I remember feeling vaguely disturbed at the thought that America was going to be run by a guy who looked, well, dim. Its not that I hold politicians in particularly high regard nor is it that I expect them all to be hugely intellectual academics but they must at least look as though could write a moderately good thesis on Keynesian economics if they really had to. Well, phew, yesterday, we said good-bye to all that and welcomed in a new era. Huge sigh of relief all round. HOPE in desperate times. Just what the doctor ordered after eight years of sitting on the edge wondering what gimmick George W Bush was going to pull out of his hat.

Now, I have to say that under any other circumstances I would look at a guy who pulled in such a huge crown with scepticism and cynicism. I mean Hitler rallied adoring crowds like that in Nuremberg right? Or the Ceauşescus who relied on “rent a crowds” to wave flags and look adoringly at them. Such big crowds are normally the preserve of nasty dictators – not democratically elected Presidents. Its very hard to be sneering or cynical about Barak Obama though no matter how hard one tries. He seems genuinely nice. A cool head on strong shoulders. A wise guy. A man who looks as though he’s really concerned about the good of all and not just the good of vested interests. In any case his wife looks lovely and the girls adorable – so perhaps it really is the dawning of a new, hopeful, era.

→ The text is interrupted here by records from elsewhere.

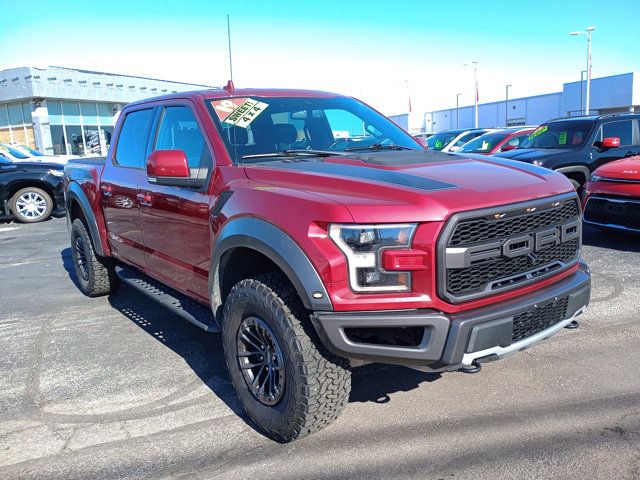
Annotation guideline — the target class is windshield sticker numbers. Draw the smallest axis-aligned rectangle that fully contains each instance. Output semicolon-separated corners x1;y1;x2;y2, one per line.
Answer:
529;125;549;140
558;132;567;145
212;98;269;128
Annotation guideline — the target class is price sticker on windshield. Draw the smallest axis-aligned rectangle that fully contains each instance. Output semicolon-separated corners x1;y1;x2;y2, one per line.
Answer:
212;98;269;128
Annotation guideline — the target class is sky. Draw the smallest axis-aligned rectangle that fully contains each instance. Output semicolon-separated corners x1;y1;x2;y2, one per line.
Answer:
0;0;640;115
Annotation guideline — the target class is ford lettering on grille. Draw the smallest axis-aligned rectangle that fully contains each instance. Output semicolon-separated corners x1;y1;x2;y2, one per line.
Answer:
438;194;581;303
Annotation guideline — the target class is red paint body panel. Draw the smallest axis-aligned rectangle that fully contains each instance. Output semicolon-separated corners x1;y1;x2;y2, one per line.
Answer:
65;89;577;313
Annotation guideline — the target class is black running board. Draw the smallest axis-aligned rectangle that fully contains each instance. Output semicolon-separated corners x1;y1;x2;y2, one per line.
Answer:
116;266;220;332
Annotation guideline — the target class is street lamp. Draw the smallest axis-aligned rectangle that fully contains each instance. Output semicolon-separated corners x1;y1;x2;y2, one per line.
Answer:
504;85;512;127
569;27;596;115
464;60;480;128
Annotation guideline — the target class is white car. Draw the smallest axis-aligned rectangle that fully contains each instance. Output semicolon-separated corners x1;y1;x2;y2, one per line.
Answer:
427;128;496;153
0;143;69;165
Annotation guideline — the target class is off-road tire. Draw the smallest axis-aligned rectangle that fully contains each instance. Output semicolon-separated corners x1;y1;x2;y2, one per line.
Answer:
71;218;119;297
9;187;53;223
222;273;351;443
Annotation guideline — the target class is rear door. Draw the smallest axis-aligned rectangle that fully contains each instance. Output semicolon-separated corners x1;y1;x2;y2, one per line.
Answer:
591;119;640;171
138;100;214;300
100;107;156;269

No doubt the crowd will go on loving the guy even after he retires from politics. I wonder how long the media’s love affair with him will last. The parallels with Tony Blair are striking – he too won the election in 1997 with a huge majority. Adoring crowds lined the streets leading up to 10 Downing Street. They cheered and waved as he stood outside the front door with his young photogenic family. He went on to win two more elections credibly. Even after he had committed British troops to Iraq he still went on to deliver Labour a credible majority in Parliament. The voters still liked and trusted Blair. Even now though the media deigns not to cover Blair’s achievements – only his mistakes. We’ll see how long this hero is reduced to zero by the media.

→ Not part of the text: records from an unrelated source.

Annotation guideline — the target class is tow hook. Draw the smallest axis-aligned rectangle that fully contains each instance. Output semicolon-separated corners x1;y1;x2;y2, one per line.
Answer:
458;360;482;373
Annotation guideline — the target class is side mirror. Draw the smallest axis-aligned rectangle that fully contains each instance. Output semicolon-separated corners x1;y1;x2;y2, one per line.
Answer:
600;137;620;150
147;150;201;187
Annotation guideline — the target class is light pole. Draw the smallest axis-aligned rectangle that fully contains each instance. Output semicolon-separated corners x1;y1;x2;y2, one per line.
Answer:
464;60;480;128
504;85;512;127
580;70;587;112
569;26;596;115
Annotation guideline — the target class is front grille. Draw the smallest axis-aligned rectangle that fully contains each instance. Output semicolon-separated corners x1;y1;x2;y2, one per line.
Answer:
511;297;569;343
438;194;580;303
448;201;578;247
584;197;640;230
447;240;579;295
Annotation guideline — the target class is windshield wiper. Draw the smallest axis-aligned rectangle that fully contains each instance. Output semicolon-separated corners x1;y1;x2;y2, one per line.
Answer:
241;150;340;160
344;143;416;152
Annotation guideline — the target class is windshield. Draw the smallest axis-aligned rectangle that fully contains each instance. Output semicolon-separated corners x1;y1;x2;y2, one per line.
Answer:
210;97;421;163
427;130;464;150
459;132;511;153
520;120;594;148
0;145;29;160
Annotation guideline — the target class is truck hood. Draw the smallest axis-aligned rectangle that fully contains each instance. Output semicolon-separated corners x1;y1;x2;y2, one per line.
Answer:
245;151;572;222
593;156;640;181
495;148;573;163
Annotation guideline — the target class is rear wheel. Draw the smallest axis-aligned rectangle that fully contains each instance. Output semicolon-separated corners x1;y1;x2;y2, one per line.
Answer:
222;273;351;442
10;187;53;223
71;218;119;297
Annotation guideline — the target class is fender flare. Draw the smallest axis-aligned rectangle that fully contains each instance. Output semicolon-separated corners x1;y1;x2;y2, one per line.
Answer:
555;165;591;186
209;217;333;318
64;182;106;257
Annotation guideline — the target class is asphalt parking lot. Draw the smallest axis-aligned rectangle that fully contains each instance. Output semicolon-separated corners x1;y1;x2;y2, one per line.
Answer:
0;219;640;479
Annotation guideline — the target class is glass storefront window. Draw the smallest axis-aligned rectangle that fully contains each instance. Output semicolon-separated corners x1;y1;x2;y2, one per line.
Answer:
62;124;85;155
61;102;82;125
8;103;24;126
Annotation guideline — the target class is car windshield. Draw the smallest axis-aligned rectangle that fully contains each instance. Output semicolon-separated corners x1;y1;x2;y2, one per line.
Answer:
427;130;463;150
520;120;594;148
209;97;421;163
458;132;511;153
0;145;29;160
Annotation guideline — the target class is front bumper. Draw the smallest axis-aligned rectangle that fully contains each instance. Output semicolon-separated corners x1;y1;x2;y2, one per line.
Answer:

In post script I have to add, the one thing I love about the Obama campaign – more so than all his moving speeches and soaring rhetoric - and for that alone I would have probably voted for him, superficial girl that I am, is his iconic HOPE poster by Shepard Fairey. Its fantastic artwork combining Andy Warhol pop art with art deco design. Obama’s a good looking guy and his face lends itself to such graphic imagery perfectly. I’m seriously tempted to hang it up in the house – not because I’m such a slavish fan of Obama, you understand, but because I think the poster would look nifty hanging in the hall way somewhere.